Mentre un leader come Netanyahu ha sia un interesse personale di sopravvivenza politica sia l’obiettivo di eliminare i rivali regionali, gli strateghi anglo-americani considerano l’Iran l’ultimo grande attore mediorientale da neutralizzare. Israele, che, come dice il cancellerie tedesco, Merz “fa il lavoro sporco per noi”, con i suoi 9,7 milioni di abitanti contro i 91 dell’Iran e un Pil paragonabile a quello della Lombardia, è troppo piccolo ed economicamente vulnerabile per sostenere da solo un nuovo conflitto regionale. Un confronto diretto con Teheran, che si aggiungerebbe alle guerre già in corso in Libano, Siria, Yemen e al massacro in Palestina, sarebbe insostenibile senza una robusta copertura economica e militare da parte dell’Occidente. L’esito attuale della guerra lo dimostra: la tregua ottenuta grazie all’intervento americano appare più come un’interruzione temporanea delle ostilità che come il raggiungimento di un quadro di sicurezza condiviso.
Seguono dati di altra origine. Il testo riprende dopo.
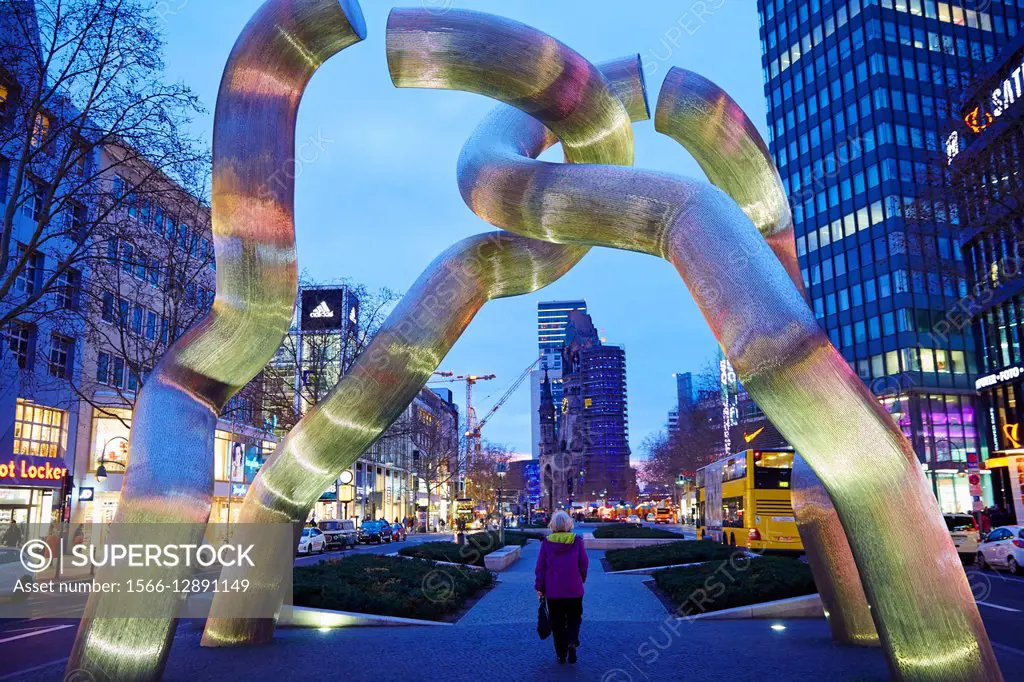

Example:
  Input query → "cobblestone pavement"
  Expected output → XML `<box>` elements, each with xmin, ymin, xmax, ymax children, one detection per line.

<box><xmin>21</xmin><ymin>540</ymin><xmax>1024</xmax><ymax>681</ymax></box>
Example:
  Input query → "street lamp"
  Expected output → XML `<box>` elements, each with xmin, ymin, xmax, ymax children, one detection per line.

<box><xmin>95</xmin><ymin>436</ymin><xmax>129</xmax><ymax>481</ymax></box>
<box><xmin>496</xmin><ymin>462</ymin><xmax>507</xmax><ymax>544</ymax></box>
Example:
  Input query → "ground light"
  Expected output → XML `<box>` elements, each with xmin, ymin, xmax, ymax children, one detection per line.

<box><xmin>770</xmin><ymin>624</ymin><xmax>787</xmax><ymax>632</ymax></box>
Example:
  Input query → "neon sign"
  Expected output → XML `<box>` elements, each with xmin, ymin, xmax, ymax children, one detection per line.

<box><xmin>0</xmin><ymin>455</ymin><xmax>67</xmax><ymax>487</ymax></box>
<box><xmin>964</xmin><ymin>106</ymin><xmax>993</xmax><ymax>133</ymax></box>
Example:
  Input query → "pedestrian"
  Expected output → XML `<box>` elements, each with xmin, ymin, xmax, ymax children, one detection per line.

<box><xmin>438</xmin><ymin>518</ymin><xmax>446</xmax><ymax>533</ymax></box>
<box><xmin>534</xmin><ymin>510</ymin><xmax>588</xmax><ymax>665</ymax></box>
<box><xmin>3</xmin><ymin>519</ymin><xmax>22</xmax><ymax>548</ymax></box>
<box><xmin>73</xmin><ymin>524</ymin><xmax>85</xmax><ymax>545</ymax></box>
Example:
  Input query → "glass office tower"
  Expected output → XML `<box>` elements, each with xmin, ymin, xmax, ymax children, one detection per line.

<box><xmin>531</xmin><ymin>300</ymin><xmax>587</xmax><ymax>457</ymax></box>
<box><xmin>757</xmin><ymin>0</ymin><xmax>1024</xmax><ymax>512</ymax></box>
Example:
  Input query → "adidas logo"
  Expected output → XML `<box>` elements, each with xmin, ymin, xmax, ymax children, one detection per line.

<box><xmin>309</xmin><ymin>301</ymin><xmax>334</xmax><ymax>318</ymax></box>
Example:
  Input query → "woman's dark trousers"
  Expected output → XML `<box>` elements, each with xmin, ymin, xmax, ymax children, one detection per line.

<box><xmin>547</xmin><ymin>597</ymin><xmax>583</xmax><ymax>658</ymax></box>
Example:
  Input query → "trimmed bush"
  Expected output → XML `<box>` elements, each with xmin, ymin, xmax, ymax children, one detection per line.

<box><xmin>653</xmin><ymin>555</ymin><xmax>816</xmax><ymax>615</ymax></box>
<box><xmin>293</xmin><ymin>554</ymin><xmax>493</xmax><ymax>621</ymax></box>
<box><xmin>504</xmin><ymin>530</ymin><xmax>547</xmax><ymax>545</ymax></box>
<box><xmin>593</xmin><ymin>523</ymin><xmax>684</xmax><ymax>539</ymax></box>
<box><xmin>398</xmin><ymin>530</ymin><xmax>504</xmax><ymax>566</ymax></box>
<box><xmin>606</xmin><ymin>540</ymin><xmax>738</xmax><ymax>571</ymax></box>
Gli Stati Uniti dopo la débâcle in Ucraina – oggi praticamente scomparsa dall’orizzonte mediatico – devono riaffermare la propria forza militare per sostenere l’economia nazionale e il ruolo del dollaro negli scambi internazionali e come bene rifugio, un ruolo che sta visibilmente perdendo terreno. Per un Paese la cui economia si fonda sul predominio finanziario, ciò è semplicemente inaccettabile.
La vera domanda, dunque, non è fino a che punto i governi occidentali siano disposti a spingersi con politiche belliciste e fallimentari, ma se abbiano ancora la capacità di immaginare un’alternativa. Tutto lascia intendere che altre opzioni non vengano nemmeno prese in considerazione. Si tratta di una visione claustrofobica e pericolosamente autoreferenziale, espressione di una ristretta élite sempre più scollegata dalla realtà storica, sociale ed economica del mondo contemporaneo. A questo punto, la questione che resta aperta è drammatica: sarà davvero capace di condurre il mondo verso una guerra nucleare?